6 de abril de 2009

Esplendor

¿Cuántas palabras -en promedio- usará un buen poeta a lo largo de su escritura poética? ¿Será mejor poeta cuantas más use? ¿Logrará mayor concisión y precisión cuantas más palabras de su propio idioma -y de otros- conozca? Apuesto a que sí. 
Los poeñoños no deben usar más de cien palabras promedio, como mucho, llevándose las palmas, desde luego, la palabra "azul", seguida de cerca, quizá, por la palabra "libertad" y otros sustantivos semejantes. Nuestro bellísimo e incomparable idioma castellano (y no "español", como dicen muchos por allí) consta de más de 280.000 palabras. Sí, han leído bien. Más de doscientas mil palabras están a nuestra entera y absoluta disposición a la hora de escribir poesía. 
Leo aquí que

"Se calcula que el español medio en su vida cotidiana utiliza unas 300 palabras; 500, si es culto, aunque conozca muchas más. Un novelista bueno utiliza 3.000. Cervantes usó 8.000. El Diccionario de la Lengua Española contiene unas 283.000 palabras. El Diccionario Esencial de la Lengua Española —que salió hace dos años e incluye sólo los términos que son comunes a todos los países— tiene 50.000. En el Diccionario del Estudiante hay 30.000. Y en el llamado banco del español hay archivadas cerca de un millón y medio de palabras y frases. Con ese registro general de los vocablos en español desde el año 1500 hasta ahora se confeccionará el Diccionario Histórico de la Lengua Española, cuya elaboración llevará unos 20 años. Todas las palabras estarán allí." 
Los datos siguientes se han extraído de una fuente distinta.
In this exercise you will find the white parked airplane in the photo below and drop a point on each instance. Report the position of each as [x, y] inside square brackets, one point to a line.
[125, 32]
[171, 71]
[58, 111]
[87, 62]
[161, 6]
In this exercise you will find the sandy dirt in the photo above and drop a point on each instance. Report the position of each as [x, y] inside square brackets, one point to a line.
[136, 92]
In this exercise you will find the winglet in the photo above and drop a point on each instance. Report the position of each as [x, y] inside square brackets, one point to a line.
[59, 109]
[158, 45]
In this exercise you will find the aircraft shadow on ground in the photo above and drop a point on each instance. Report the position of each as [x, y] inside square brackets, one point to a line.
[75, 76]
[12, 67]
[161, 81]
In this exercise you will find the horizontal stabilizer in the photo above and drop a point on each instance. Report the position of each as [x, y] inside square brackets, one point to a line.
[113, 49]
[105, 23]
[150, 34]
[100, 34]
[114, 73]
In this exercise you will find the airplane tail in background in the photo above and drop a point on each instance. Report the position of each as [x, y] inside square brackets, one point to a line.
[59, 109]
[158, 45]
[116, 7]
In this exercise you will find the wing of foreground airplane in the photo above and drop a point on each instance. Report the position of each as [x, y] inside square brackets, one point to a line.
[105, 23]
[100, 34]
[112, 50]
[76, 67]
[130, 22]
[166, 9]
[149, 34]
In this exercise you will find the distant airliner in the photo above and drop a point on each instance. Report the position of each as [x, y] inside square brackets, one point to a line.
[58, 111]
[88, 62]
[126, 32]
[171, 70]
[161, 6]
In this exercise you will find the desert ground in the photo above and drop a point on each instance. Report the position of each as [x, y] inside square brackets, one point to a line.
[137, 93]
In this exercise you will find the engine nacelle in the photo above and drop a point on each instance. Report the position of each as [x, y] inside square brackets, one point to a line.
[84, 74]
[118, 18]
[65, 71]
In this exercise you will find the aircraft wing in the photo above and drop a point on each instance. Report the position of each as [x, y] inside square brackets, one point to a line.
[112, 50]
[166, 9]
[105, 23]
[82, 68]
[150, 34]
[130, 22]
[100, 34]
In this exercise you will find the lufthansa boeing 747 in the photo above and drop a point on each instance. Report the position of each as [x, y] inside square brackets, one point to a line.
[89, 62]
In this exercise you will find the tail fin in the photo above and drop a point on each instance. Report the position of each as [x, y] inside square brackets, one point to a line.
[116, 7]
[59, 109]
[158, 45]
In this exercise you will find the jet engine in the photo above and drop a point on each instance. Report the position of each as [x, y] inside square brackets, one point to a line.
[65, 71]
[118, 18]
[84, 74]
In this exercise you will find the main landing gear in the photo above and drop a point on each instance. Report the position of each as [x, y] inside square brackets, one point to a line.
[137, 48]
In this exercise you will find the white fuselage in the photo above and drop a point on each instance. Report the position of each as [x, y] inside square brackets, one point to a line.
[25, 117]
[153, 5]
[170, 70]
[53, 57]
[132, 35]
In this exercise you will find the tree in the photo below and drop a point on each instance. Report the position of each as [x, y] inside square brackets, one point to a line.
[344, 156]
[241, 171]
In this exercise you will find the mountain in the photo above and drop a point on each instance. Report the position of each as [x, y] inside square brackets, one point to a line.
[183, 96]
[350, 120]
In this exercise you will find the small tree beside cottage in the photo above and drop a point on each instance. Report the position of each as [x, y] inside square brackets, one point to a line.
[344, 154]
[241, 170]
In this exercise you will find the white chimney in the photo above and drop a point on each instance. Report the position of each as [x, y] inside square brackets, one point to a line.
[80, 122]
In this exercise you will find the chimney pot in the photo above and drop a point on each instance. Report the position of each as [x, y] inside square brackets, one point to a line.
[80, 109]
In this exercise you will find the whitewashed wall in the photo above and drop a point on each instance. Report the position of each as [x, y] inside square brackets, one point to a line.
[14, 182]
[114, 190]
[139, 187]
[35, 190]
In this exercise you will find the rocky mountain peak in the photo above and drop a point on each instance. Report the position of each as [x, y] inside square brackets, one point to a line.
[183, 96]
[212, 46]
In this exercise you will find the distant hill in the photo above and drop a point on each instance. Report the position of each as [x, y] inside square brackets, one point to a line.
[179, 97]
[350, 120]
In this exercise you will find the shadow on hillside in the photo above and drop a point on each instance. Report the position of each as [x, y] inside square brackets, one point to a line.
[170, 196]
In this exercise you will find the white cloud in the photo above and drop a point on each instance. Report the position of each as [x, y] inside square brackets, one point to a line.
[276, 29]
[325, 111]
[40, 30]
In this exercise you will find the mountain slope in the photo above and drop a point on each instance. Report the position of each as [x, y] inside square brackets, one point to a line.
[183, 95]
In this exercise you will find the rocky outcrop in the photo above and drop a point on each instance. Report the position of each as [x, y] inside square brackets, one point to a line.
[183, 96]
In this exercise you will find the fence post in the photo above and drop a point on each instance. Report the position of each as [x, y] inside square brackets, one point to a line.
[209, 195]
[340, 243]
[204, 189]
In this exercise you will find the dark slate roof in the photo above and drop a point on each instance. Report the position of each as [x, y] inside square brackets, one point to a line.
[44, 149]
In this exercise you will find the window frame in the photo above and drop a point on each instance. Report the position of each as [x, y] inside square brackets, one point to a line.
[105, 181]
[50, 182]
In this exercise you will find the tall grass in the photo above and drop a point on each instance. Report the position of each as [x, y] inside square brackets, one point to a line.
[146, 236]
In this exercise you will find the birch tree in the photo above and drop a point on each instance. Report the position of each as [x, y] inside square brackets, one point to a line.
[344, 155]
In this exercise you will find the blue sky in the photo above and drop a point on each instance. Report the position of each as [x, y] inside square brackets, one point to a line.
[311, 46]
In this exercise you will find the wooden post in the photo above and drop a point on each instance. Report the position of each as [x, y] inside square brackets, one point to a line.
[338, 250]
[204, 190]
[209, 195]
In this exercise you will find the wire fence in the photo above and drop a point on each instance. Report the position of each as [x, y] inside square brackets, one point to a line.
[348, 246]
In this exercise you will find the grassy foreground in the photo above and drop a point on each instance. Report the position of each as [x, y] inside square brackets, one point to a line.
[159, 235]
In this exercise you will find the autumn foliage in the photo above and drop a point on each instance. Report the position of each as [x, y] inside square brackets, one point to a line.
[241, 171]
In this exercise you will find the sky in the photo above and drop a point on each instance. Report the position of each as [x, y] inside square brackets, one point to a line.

¿No es fascinante saber que hay tamaña cantidad de palabras a nuestra disposición? ¿Que el mundo puede ser nombrado y renombrado una y otra vez, a nuestro entero gusto? ¿No es esta una reafirmación de que la poesía es adánica -también edénica-, de que funda y refunda el mundo cada vez? ¿No es un llamado a la praxis poética inmediata? ¿No es un grito que nos pide que nos pongamos a poemar ya mismo y que nos dejemos de las rimitas usuales y los versitos aburridos y los poemitas llenos de imágenes insulsas, sosas, vistas ya un millón de veces? ¿Qué excusa puede haber para seguir diciendo siempre lo mismo de la misma manera después de saber que hay más de doscientas mil palabras a nuestra disposición? 
Piensen en todos esos colores que aún no hemos usado para dar el matiz exacto de un amanecer o de un ocaso (lila, malvarrosa, magenta, ocre, opalino, carmesí, bermellón, calipso...). Piensen en todas las armas blancas y de fuego que aún no hemos utilizado en nuestros poemas para abrir definitivamente un tajo allí donde sea necesario (faca, facón, cimitarra, sevillana, kriss, culebrina, bombarda, pistoleta, máuser...). Piensen en todas esas plantas y en todos esos árboles que aún no hemos regado en nuestros poemas (maple, chopo, secoya, ciruelo, nogal...).
Las palabras están ahí y no se mueven. Tampoco se mueren porque caigan en desuso o ya nadie las pronuncie. Si un poeta las usa, todo su esplendor se renueva en ese preciso instante. Y si el lector bufa porque tiene que ir al diccionario para saber qué significa, que no se queje. Los diccionarios nunca hicieron daño a nadie. No son un cementerio ni una mera colección. Son, como querían los griegos, un tesoro viviente encerrado entre dos tapas felizmente rebatibles.